Commit Graph

87757 Commits

Author SHA1 Message Date
yoff
08e2f37757 Python: visit function parameter and return annotations in new CFG
The new (shared-CFG-based) Python control flow graph in
`semmle.python.controlflow.internal.Cfg` previously did not emit CFG
nodes for parameter type annotations (`def f(x: T): ...`) or for the
return type annotation (`-> T`). The legacy CFG emitted both, and a
small number of framework models rely on this: `LocalSources.qll`'s
`annotatedInstance` walks the parameter annotation expression by way
of its CFG node to track that a parameter receives an instance of the
annotated class.

After the dataflow flip to the new CFG/SSA this regression manifested
as lost flows in any test exercising annotation-based parameter
tracking: FastAPI `Depends()` receivers, Pydantic request bodies,
Starlette `WebSocket`, the call-graph type-annotation test, and so on.
Extend `FunctionDefExpr` to visit each annotation as a child of the
function-def expression, in CPython evaluation order: positional
parameter annotations, `*args` annotation, keyword-only parameter
annotations, `**kwargs` annotation, then the return annotation. (Lambda
expressions have no annotations in Python syntax, so `LambdaExpr` is
unchanged.) PEP 695 type parameters remain out of scope; they belong
to the inner annotation scope, not the enclosing CFG.
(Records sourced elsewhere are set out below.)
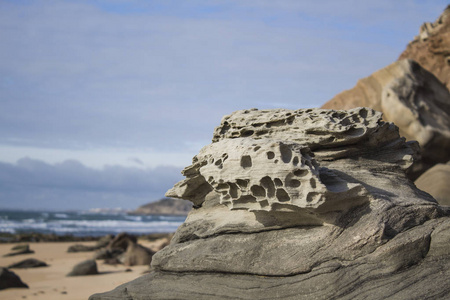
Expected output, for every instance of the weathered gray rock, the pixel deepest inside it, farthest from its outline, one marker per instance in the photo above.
(349, 224)
(19, 250)
(436, 182)
(28, 263)
(412, 98)
(101, 243)
(9, 279)
(87, 267)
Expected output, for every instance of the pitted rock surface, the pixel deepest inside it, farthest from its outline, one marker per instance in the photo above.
(348, 224)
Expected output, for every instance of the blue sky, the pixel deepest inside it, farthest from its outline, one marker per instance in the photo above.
(140, 85)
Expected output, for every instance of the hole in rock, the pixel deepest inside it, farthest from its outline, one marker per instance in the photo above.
(268, 184)
(246, 161)
(218, 163)
(286, 153)
(261, 132)
(278, 182)
(363, 112)
(245, 199)
(222, 186)
(258, 191)
(242, 183)
(264, 203)
(313, 197)
(282, 196)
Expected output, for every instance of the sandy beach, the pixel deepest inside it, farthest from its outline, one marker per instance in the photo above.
(51, 282)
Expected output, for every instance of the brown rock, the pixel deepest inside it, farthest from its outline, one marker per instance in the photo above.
(431, 48)
(435, 181)
(412, 98)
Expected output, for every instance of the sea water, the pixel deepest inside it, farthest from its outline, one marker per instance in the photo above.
(85, 223)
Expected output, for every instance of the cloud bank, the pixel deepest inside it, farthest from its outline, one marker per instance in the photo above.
(34, 184)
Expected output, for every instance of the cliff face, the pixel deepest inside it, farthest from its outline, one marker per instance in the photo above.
(431, 48)
(164, 206)
(412, 98)
(304, 204)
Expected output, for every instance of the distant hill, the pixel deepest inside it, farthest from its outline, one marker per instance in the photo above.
(165, 206)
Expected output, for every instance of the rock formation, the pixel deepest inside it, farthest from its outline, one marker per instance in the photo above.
(435, 181)
(9, 279)
(28, 263)
(413, 99)
(304, 204)
(101, 243)
(165, 206)
(431, 48)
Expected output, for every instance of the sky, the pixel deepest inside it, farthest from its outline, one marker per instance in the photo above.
(104, 102)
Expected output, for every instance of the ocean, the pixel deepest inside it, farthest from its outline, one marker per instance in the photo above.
(85, 223)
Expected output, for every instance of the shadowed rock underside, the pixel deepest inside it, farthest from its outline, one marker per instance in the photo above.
(304, 204)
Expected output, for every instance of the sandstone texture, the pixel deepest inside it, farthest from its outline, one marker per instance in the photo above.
(165, 206)
(9, 279)
(412, 98)
(431, 48)
(436, 182)
(304, 204)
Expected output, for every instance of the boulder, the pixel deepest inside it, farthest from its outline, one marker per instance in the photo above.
(87, 267)
(19, 250)
(9, 279)
(435, 181)
(431, 48)
(101, 243)
(302, 204)
(412, 98)
(28, 263)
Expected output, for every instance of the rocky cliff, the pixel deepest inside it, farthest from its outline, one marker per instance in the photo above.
(431, 48)
(166, 206)
(304, 204)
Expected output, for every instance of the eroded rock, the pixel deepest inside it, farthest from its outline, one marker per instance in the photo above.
(9, 279)
(87, 267)
(368, 232)
(431, 48)
(412, 98)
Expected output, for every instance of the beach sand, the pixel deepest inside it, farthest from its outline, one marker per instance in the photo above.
(51, 282)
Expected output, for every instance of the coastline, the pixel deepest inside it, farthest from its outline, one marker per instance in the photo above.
(51, 282)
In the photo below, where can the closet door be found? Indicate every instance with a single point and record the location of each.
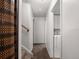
(8, 30)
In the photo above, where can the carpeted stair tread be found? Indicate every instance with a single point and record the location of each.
(40, 52)
(25, 54)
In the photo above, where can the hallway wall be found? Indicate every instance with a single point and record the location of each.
(49, 33)
(70, 29)
(27, 20)
(39, 29)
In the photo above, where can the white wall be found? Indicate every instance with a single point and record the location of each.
(27, 20)
(39, 29)
(70, 14)
(49, 33)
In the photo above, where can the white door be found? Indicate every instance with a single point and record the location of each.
(39, 30)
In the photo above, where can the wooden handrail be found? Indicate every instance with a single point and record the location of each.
(25, 28)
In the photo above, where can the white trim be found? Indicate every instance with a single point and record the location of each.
(27, 50)
(20, 28)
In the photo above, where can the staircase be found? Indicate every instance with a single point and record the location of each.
(26, 54)
(40, 52)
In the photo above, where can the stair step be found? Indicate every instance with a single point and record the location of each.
(25, 54)
(40, 52)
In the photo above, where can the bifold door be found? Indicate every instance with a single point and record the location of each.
(8, 30)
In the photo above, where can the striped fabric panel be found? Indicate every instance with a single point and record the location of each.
(7, 30)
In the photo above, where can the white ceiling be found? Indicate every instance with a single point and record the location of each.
(39, 7)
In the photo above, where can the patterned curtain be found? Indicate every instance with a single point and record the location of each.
(8, 37)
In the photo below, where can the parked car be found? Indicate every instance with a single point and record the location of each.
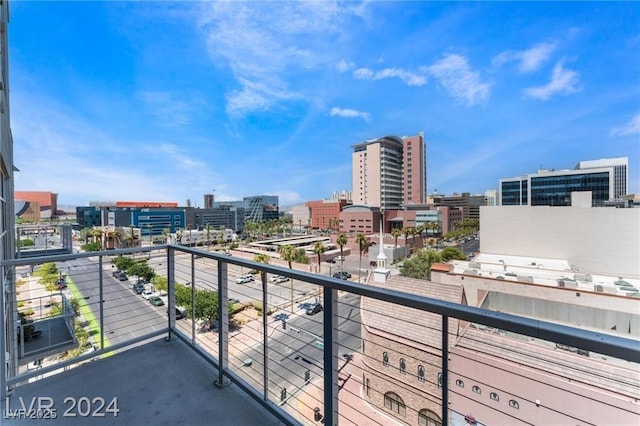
(314, 309)
(61, 283)
(244, 279)
(180, 312)
(156, 301)
(342, 275)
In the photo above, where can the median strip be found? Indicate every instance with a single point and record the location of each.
(93, 326)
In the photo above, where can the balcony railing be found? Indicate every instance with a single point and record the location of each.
(263, 335)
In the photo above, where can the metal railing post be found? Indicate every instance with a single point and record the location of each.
(265, 336)
(193, 299)
(101, 301)
(445, 370)
(171, 291)
(4, 339)
(223, 324)
(330, 352)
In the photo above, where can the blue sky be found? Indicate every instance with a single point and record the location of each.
(162, 101)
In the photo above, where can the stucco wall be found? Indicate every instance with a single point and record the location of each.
(595, 240)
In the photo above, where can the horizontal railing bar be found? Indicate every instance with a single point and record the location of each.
(82, 358)
(238, 381)
(615, 346)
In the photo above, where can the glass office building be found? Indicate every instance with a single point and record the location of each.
(605, 179)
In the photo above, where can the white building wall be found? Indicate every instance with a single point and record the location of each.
(596, 240)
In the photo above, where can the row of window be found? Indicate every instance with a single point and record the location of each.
(425, 417)
(494, 396)
(403, 366)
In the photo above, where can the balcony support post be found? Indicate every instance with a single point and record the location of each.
(101, 299)
(445, 370)
(193, 299)
(330, 349)
(223, 324)
(171, 291)
(265, 336)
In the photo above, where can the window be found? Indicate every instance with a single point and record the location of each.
(428, 418)
(394, 403)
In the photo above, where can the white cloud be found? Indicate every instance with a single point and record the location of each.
(409, 78)
(265, 44)
(168, 108)
(457, 77)
(344, 65)
(528, 60)
(349, 113)
(563, 81)
(632, 127)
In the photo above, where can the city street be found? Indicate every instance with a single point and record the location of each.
(298, 348)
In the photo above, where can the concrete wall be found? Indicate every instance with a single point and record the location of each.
(595, 240)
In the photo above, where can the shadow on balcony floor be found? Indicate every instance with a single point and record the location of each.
(55, 337)
(156, 383)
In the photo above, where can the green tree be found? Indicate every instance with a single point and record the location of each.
(342, 240)
(92, 246)
(318, 249)
(395, 233)
(261, 258)
(362, 242)
(142, 270)
(206, 305)
(123, 262)
(288, 253)
(450, 253)
(419, 265)
(27, 242)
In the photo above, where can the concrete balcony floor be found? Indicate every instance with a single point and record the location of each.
(156, 383)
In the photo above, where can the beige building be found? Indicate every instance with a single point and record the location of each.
(496, 377)
(389, 171)
(593, 240)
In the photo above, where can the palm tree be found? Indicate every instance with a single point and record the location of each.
(288, 253)
(395, 233)
(361, 241)
(318, 249)
(406, 232)
(342, 240)
(97, 237)
(262, 258)
(116, 238)
(208, 234)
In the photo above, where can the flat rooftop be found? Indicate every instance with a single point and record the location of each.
(544, 271)
(159, 382)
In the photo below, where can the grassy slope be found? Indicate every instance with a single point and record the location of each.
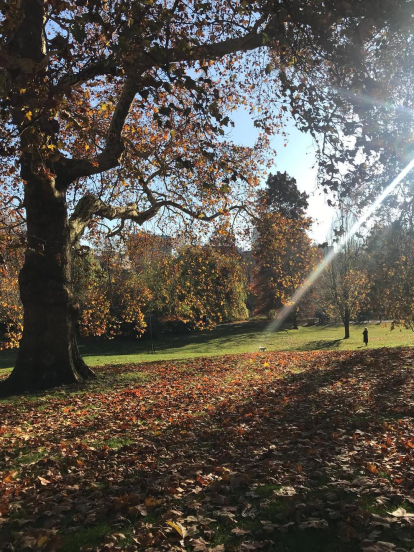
(244, 337)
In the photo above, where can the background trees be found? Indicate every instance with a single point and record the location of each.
(117, 110)
(281, 247)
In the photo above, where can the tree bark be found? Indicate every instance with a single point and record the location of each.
(48, 355)
(346, 323)
(295, 319)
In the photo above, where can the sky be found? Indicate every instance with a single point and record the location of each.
(297, 158)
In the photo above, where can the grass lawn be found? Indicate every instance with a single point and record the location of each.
(277, 451)
(243, 337)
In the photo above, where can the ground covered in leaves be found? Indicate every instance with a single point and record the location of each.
(266, 451)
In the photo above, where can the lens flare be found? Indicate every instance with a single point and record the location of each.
(284, 312)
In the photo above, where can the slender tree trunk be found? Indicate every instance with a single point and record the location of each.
(346, 323)
(48, 355)
(295, 319)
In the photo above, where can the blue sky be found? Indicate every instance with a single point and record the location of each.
(297, 159)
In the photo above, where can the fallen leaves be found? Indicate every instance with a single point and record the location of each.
(176, 454)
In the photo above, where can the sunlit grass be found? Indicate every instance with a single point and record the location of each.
(243, 337)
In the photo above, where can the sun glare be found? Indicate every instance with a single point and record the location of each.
(284, 312)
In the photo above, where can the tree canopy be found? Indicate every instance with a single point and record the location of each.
(118, 111)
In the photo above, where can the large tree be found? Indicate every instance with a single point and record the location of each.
(116, 110)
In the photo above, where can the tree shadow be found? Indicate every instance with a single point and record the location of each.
(297, 432)
(320, 345)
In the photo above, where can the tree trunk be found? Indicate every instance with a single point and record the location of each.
(48, 355)
(346, 323)
(295, 319)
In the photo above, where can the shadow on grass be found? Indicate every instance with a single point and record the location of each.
(323, 344)
(221, 337)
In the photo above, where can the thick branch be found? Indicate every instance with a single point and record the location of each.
(110, 157)
(90, 206)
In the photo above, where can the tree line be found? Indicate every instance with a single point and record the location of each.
(185, 286)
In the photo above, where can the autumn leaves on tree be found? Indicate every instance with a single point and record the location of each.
(118, 110)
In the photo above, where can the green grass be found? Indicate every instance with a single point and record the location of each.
(242, 337)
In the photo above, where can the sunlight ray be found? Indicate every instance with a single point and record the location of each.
(284, 312)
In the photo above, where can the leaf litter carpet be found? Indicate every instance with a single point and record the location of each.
(266, 451)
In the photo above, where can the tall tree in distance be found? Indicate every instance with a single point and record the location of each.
(281, 248)
(117, 111)
(344, 286)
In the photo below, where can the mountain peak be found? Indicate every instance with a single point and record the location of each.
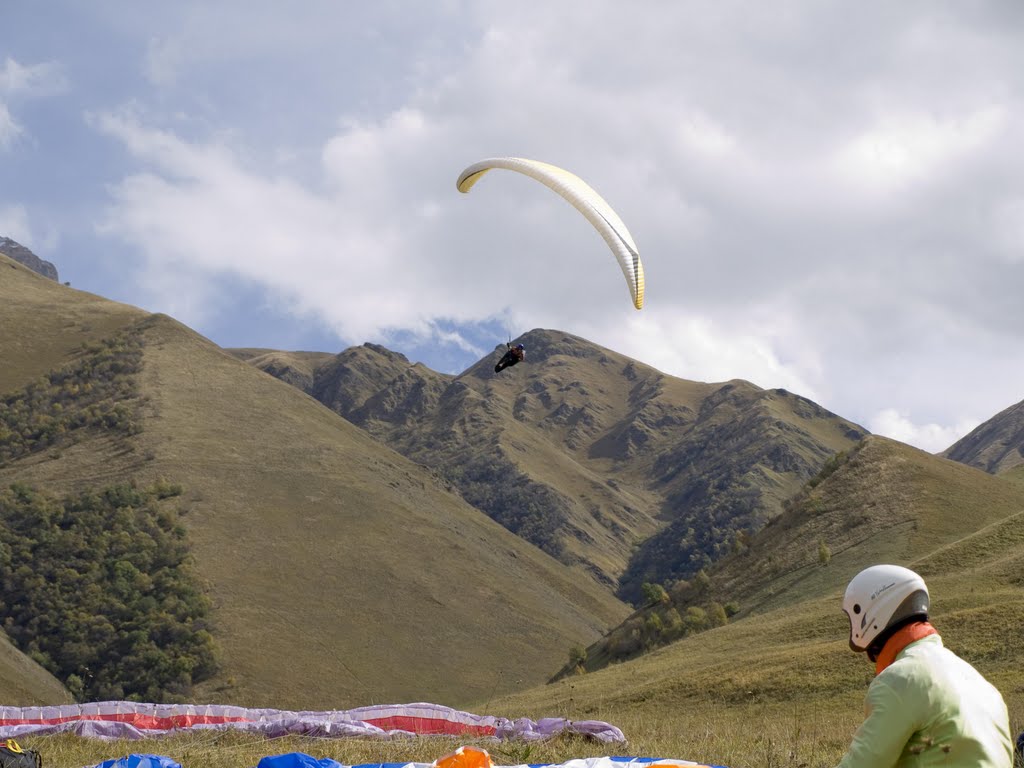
(24, 256)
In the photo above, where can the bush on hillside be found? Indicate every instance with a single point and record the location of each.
(97, 390)
(98, 589)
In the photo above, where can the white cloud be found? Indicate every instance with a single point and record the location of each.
(9, 129)
(911, 147)
(825, 200)
(14, 224)
(18, 82)
(931, 437)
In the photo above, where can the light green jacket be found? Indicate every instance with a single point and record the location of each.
(931, 708)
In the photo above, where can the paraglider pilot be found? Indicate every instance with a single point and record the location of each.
(514, 354)
(926, 706)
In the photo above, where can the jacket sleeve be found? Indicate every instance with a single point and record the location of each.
(892, 720)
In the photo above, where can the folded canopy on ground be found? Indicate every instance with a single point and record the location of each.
(138, 720)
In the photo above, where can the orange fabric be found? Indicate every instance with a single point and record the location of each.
(465, 757)
(909, 634)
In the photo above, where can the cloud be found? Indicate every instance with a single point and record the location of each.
(14, 224)
(19, 82)
(9, 130)
(931, 437)
(825, 201)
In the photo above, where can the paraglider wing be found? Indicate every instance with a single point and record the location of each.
(585, 200)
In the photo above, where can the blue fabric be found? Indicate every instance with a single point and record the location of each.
(140, 761)
(297, 760)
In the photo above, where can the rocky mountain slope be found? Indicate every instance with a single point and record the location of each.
(339, 571)
(996, 445)
(603, 462)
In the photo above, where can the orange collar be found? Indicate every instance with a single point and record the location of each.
(909, 634)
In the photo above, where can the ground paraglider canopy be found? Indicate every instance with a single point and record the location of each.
(585, 200)
(137, 720)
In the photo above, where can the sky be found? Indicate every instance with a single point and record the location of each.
(827, 197)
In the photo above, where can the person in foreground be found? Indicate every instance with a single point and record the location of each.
(926, 706)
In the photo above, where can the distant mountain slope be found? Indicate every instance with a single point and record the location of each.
(25, 683)
(603, 462)
(962, 528)
(45, 322)
(341, 572)
(995, 445)
(24, 256)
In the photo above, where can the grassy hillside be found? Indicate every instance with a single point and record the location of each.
(25, 683)
(996, 445)
(882, 502)
(778, 681)
(606, 464)
(340, 572)
(778, 686)
(44, 323)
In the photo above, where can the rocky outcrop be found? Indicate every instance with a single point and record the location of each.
(24, 256)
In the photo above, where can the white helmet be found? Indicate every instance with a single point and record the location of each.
(880, 597)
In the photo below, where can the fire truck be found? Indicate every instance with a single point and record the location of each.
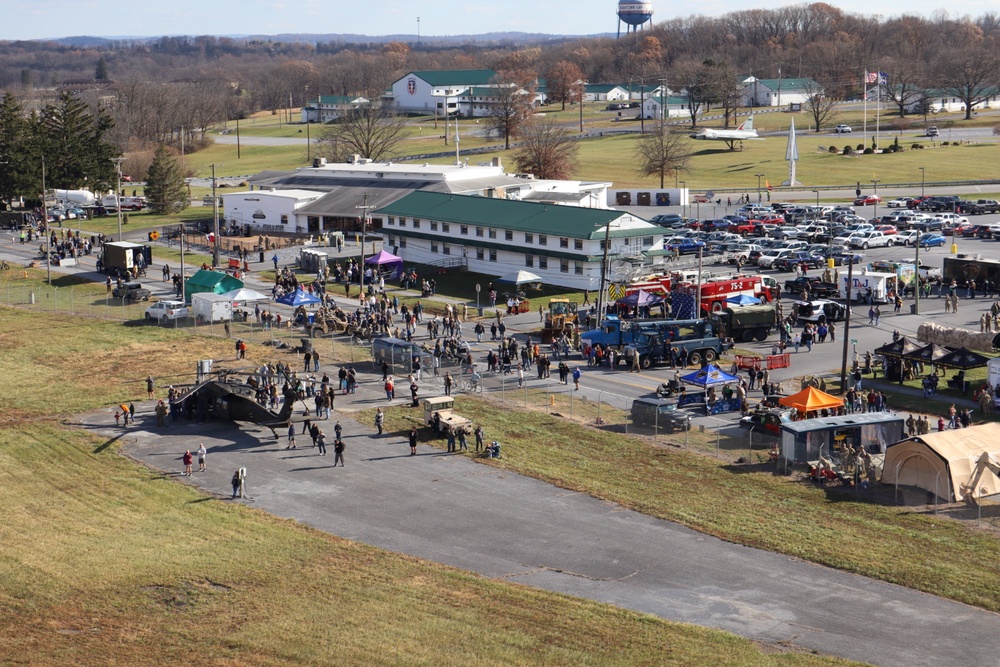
(714, 291)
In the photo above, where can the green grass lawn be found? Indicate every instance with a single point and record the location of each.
(773, 512)
(104, 562)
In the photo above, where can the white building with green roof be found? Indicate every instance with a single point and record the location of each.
(564, 245)
(427, 92)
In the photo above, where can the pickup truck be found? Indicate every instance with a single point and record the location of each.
(131, 291)
(815, 288)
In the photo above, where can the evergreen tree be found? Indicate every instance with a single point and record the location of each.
(72, 139)
(165, 189)
(20, 165)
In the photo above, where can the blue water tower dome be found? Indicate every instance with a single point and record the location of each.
(634, 13)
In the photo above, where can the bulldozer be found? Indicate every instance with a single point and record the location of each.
(561, 319)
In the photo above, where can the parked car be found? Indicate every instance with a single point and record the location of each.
(932, 240)
(820, 311)
(131, 291)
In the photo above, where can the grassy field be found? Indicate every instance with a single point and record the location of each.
(105, 562)
(840, 529)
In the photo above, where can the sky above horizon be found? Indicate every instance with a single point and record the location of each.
(42, 19)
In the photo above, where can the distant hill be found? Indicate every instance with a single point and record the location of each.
(313, 38)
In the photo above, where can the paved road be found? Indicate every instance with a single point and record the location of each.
(460, 512)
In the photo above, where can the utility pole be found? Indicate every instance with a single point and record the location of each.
(118, 193)
(215, 218)
(48, 232)
(365, 209)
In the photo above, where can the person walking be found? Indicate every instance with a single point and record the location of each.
(338, 452)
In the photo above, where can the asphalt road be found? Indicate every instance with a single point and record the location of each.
(461, 512)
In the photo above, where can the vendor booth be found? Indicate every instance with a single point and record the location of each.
(807, 439)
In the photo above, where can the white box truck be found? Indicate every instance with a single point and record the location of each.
(209, 307)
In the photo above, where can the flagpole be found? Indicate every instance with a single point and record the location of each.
(864, 125)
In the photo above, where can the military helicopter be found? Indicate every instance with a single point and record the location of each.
(231, 397)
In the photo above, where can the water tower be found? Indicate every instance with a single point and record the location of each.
(635, 14)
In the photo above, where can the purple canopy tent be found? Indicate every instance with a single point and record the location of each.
(387, 259)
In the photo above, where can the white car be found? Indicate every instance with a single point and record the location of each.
(767, 259)
(162, 311)
(867, 240)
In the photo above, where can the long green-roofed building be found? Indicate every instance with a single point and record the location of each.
(564, 245)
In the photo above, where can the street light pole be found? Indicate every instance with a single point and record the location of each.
(118, 193)
(215, 219)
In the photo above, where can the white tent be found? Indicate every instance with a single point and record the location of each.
(245, 295)
(521, 277)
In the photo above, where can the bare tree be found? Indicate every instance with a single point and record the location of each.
(662, 153)
(562, 81)
(546, 150)
(510, 108)
(372, 131)
(970, 73)
(818, 105)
Restored test results across `framework/aiohttp`, `framework/fastapi`,
`framework/lxml`, the `CallGraph-type-annotations` test, and
`CWE-022-PathInjection`. Two FastAPI list-comprehension MISSING markers
become positive (`taint_test.py:41,55`). CPython CFG consistency
remains clean.

Co-authored-by: Copilot <223556219+Copilot@users.noreply.github.com>
2026-06-18 15:17:36 +00:00
yoff
cada7e98d2 Python: model exception edges for raise-prone expressions inside try/with
The new CFG previously only emitted exception edges for explicit `raise`
and `assert` statements. As a result, code that became reachable only
via the exception path of an arbitrary expression (e.g., the body of an
`except` handler following a try-body whose `call()` could raise) was
classified as dead, breaking analyses like StackTraceExposure,
FileNotAlwaysClosed, ExceptionInfo, UseOfExit, and CatchingBaseException.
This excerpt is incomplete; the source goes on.